"A morte do artista
Entrou no palco com um sorriso na boca e o cabelo a voar, deslizou até ao centro e tomou o lugar que lhe competia. Rodeado pelos outros, sentia-se bem, sentia-se o centro do mundo, que era como se sentia sempre antes de entrar em acção. Aquilo era a sua vida, o seu sonho, tudo o que sempre desejara desde que se lembrava de ter tino, corpo, mãos, pernas, pés, ossos, músculos.
Uma máquina em sintonia perfeita, da qual ele tratava como se fosse um cavalo de corrida, dos que valem milhões de dólares.
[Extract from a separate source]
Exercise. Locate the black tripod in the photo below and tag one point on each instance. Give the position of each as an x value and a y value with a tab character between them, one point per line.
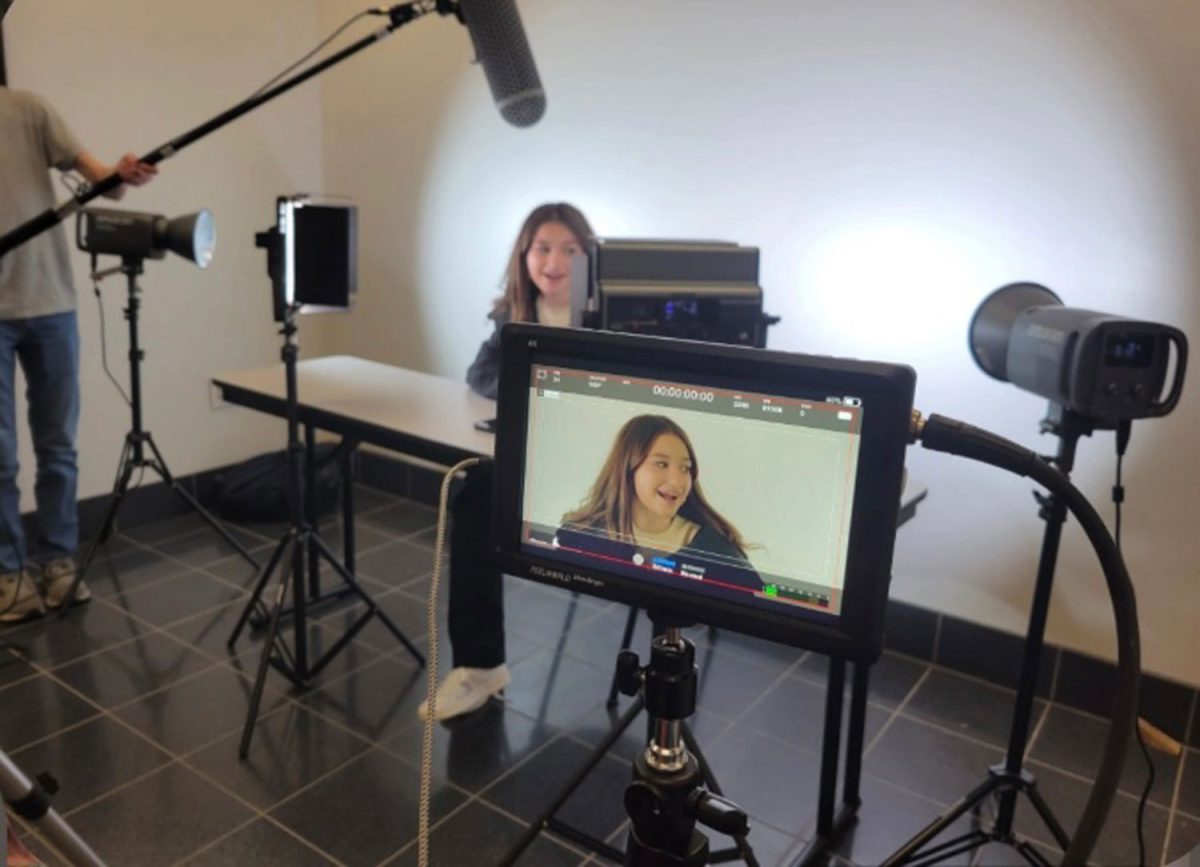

Ele também valia, ou melhor, valeria, se tudo corresse bem, se fosse tão bom que fosse o melhor, o mais bem pago. A ideia abria-lhe na boca um sorriso maior, como se estar ali naquele lugar àquela hora fosse uma espécie de destino cumprido, com a brisa morna da noite a varrer-lhe os cabelos e a confiança de oiro a reluzir.
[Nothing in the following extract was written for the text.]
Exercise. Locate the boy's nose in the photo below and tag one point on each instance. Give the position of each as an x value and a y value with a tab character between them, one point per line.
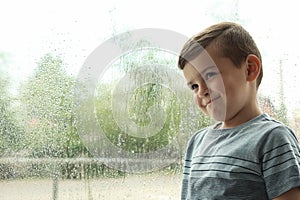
203	90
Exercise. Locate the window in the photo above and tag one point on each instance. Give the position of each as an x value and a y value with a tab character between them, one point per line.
92	104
A entrada no palco era o momento, o ronco atento do público, a respiração parada da multidão antes do ataque, a agressão controlada ao adversário, a deixa certa, a ocupação do tempo e do espaço como processos absolutos, obedecendo a leis tão destruidoras e tão caprichosas como a lei da natureza. Aquilo começou, era a hora. A multidão levantou-se e deu a ordem da batalha.
O suor caía-lhe pela pele, um visco quente que o aquecia mais, cada vez mais, como se estivesse a arder, como se fosse um gladiador dentro do circo. As mãos tinham deixado de existir excepto para agarrar, tactear, impedir o outro, impedir o intruso entre ele e a sua hora, o seu milésimo de segundo, aquele milésimo de segundo que decide quem ganha e quem perde.
Naquele palco ou se perde ou se ganha, não há segundos nem terceiros, não há medalhas de prata nem bronze. A multidão estava de pé, exaltada, esgotada, molhada ela também de suor e delírio, e no palco ele corria como um animal na selva buscando a presa, perseguindo-a até levá-la a fazer o que não queria, entrar na ratoeira.
Cada vez que a presa caía na ratoeira, a multidão levantava-se e roncava a vitória de um dos grupos, e tinha de ser o dele, era para isso que vivia, para vencer.
De repente, sentiu o coração a explodir, o corpo a vaguear, a fugir-lhe como se não lhe pertencesse. Sorriu uma derradeira vez e caiu no chão como uma árvore derrubada, um árvore que ainda não parara de crescer.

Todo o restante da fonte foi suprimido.